Executive Decision

A shipment of nerve gas, DZ-5, a single drop of which can kill a roomful of humans, is stolen. An infamous terrorist is kidnapped while attending his daughter's wedding and turned over to the U.S. for prosecution. His men hijack a Washington, D.C.-bound 747 in order to set him free. Present in the hijacked plane is the shipment of nerve gas, which the leader of the hijackers, Nagi Hassan (David Suchet), plans to use to wipe out the entire U.S. Eastern seaboard, in an act of ultimate terrorism. That's the story driving the latest action flick from Hollywood: Executive Decision.

Lieutenant Colonel Austin Travis (Steven Seagal) is in charge of the mission to invade the 747 in mid-air and defuse the terrorist and nerve-gas threats. In order to accomplish this, they use an experimental aircraft developed for this very sort of application. Travis invites along David Grant (Kurt Russell), the intelligence expert on Hassan, for the joyride.

Seagal bows out of the picture during the transfer process, leaving it up to Russell to play hero. At first Russell seems to fit well into the role of the "paper-pusher thrown into the middle of action" character. That is, until he removes his tuxedo. Then he gets too comfortable in the role of an action hero, and that ruins his role in the movie I think. However, the civilian design engineer, Cahill (Oliver Platt), takes over and plays the part of the reluctant bomb-defuser excellently.
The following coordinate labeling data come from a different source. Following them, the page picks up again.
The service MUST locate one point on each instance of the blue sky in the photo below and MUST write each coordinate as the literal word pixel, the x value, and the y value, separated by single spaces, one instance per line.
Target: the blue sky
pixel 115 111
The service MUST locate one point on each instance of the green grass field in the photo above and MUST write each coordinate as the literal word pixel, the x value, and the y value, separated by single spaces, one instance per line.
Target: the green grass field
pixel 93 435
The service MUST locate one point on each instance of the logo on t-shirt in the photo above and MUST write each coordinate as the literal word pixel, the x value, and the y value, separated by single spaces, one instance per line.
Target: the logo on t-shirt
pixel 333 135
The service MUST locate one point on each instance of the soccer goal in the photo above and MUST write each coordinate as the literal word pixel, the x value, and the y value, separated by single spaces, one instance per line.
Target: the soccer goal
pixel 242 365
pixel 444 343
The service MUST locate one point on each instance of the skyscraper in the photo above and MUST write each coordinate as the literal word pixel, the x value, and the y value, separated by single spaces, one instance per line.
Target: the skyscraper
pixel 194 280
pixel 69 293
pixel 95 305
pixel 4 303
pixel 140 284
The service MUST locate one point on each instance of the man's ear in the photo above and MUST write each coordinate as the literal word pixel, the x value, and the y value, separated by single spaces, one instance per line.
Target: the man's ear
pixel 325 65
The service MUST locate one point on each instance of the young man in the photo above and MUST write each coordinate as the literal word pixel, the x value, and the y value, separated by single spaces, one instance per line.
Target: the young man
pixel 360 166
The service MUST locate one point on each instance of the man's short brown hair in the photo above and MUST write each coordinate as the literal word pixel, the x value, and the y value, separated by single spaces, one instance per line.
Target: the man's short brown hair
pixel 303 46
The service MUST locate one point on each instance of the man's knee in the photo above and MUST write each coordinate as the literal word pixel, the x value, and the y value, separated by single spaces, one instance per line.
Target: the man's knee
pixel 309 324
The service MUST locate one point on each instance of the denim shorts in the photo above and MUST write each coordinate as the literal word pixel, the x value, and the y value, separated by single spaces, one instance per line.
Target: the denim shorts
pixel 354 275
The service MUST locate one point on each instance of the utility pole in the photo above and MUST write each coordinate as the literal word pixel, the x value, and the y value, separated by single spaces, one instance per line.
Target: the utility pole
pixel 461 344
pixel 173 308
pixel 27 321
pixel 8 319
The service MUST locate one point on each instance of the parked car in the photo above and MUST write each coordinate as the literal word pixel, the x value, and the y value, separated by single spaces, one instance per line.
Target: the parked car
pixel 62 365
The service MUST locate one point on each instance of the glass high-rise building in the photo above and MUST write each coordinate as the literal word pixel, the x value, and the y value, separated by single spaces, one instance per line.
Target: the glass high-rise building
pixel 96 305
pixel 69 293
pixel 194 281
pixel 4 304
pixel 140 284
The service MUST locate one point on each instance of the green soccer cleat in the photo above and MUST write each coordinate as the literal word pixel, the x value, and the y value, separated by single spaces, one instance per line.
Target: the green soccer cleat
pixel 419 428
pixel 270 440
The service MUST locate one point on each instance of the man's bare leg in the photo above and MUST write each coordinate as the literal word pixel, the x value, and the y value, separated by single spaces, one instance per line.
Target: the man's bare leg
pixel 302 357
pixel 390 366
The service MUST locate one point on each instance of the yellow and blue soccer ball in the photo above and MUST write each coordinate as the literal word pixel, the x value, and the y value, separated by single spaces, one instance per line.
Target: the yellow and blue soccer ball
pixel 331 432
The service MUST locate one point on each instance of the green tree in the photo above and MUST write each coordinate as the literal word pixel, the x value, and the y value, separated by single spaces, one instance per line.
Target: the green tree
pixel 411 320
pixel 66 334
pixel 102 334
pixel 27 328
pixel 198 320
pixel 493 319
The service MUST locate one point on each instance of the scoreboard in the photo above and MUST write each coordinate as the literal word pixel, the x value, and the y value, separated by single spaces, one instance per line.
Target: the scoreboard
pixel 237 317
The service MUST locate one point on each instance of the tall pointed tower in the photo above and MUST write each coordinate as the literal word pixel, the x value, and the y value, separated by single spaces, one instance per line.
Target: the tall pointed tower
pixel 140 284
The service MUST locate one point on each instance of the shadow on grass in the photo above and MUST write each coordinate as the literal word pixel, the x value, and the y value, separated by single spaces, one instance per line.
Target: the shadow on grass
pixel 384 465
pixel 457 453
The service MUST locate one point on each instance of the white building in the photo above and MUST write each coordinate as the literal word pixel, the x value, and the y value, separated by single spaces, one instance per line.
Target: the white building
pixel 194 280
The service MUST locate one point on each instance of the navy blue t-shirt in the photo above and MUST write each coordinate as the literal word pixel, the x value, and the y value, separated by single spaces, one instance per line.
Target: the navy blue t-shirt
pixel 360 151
Unlike many action movies, Executive Decision pays some token attention to various details, which is the reason why it clocks in at the time it does (2:20 hours). For example, the docking sequence between the experimental aircraft and the 747, the defusing of the bomb, and the surveillance of the hijackers on the plane, are all shown in painstaking detail, while the actual termination of the terrorists happens in seconds. There's a reasonable degree of suspense maintained, and just when a particular scene starts getting boring, the action picks right up.

The timing of the release of Executive Decision is opportune: in the wake of the terrorist attacks in Israel, this should prove to be a good crowd attractor. The movie is nothing more than a good action flick, but it delivers what it promises. So check your brain at the door and lie back and enjoy the flight.